Manager is a template parameterized on typename Key and class Entry.
  its interface is as follows:

    // is the cache empty?
    bool empty() const;

    // add (key, entry) to cache.
    void add(Key key, const Entry& entry);

    // if the entry identified by <key> is not in cache, return false;
    // otherwise return true and pass back a pointer to it.
    bool find(Key key, const Entry** pentry) const;

    // remove an entry from cache, which is assumed to exist!
    // this makes sense because callers will typically first use find() to
    // return info about the entry; this also checks if present.
    void remove(Key key);

    // mark <entry> as just accessed for purpose of cache management.
    // it will tend to be kept in cache longer.
    void on_access(Entry& entry);

    // caller's intent is to remove the least valuable entry.
    // in implementing this, you have the latitude to "shake loose"
    // several entries (e.g. because their 'value' is equal).
    // they must all be push_back-ed into the list; Cache will dole
    // them out one at a time in FIFO order to callers.
    //
    // rationale:
    // - it is necessary for callers to receive a copy of the
    //   Entry being evicted - e.g. file_cache owns its items and
    //   they must be passed back to allocator when evicted.
    // - e.g.
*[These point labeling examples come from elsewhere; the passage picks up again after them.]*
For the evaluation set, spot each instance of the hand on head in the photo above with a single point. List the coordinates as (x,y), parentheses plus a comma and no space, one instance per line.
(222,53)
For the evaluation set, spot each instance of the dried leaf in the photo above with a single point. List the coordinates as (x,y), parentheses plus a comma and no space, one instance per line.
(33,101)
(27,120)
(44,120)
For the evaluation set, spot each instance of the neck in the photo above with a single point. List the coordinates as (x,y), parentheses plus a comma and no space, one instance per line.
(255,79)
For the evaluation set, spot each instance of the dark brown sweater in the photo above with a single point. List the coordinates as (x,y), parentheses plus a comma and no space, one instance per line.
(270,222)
Landlord can potentially see several entries become
    //   evictable in one call to remove_least_valuable. there are
    //   several ways to deal with this:
    //   1) generator interface: we return one of { empty, nevermind,
    //      removed, remove-and-call-again }. this greatly complicates
    //      the call site.
    //   2) return immediately after finding an item to evict.
    //      this changes cache behavior - entries stored at the
    //      beginning would be charged more often (unfair).
    //      resuming charging at the next entry doesn't work - this
    //      would have to be flushed when adding, at which time there
    //      is no provision for returning any items that may be evicted.
    //   3) return list of all entries "shaken loose". this incurs
    //      frequent mem allocs, which can be alleviated via suballocator.
    //      note: an intrusive linked-list doesn't make sense because
    //      entries to be returned need to be copied anyway (they are
    //      removed from the manager's storage).
    void remove_least_valuable(std::list<Entry>& entry_list)
*/


//
// functors to calculate minimum credit density (MCD)
//

// MCD is required for the Landlord algorithm's evict logic.
// [Young02] calls it '\delta'.

// scan over all entries and return MCD.
template<class Entries> float ll_calc_min_credit_density(const Entries& entries)
{
    float min_credit_density = FLT_MAX;
    for(typename Entries::const_iterator it = entries.begin(); it != entries.end(); ++it)
    {
        const float credit_density = Entries::entry_from_it(it).credit_density();
        min_credit_density = fminf(min_credit_density, credit_density);
    }
    return min_credit_density;
}

// note: no warning is given that the MCD entry is being removed!
// (reduces overhead in remove_least_valuable)
// these functors must account for that themselves (e.g. by resetting
// their state directly after returning MCD).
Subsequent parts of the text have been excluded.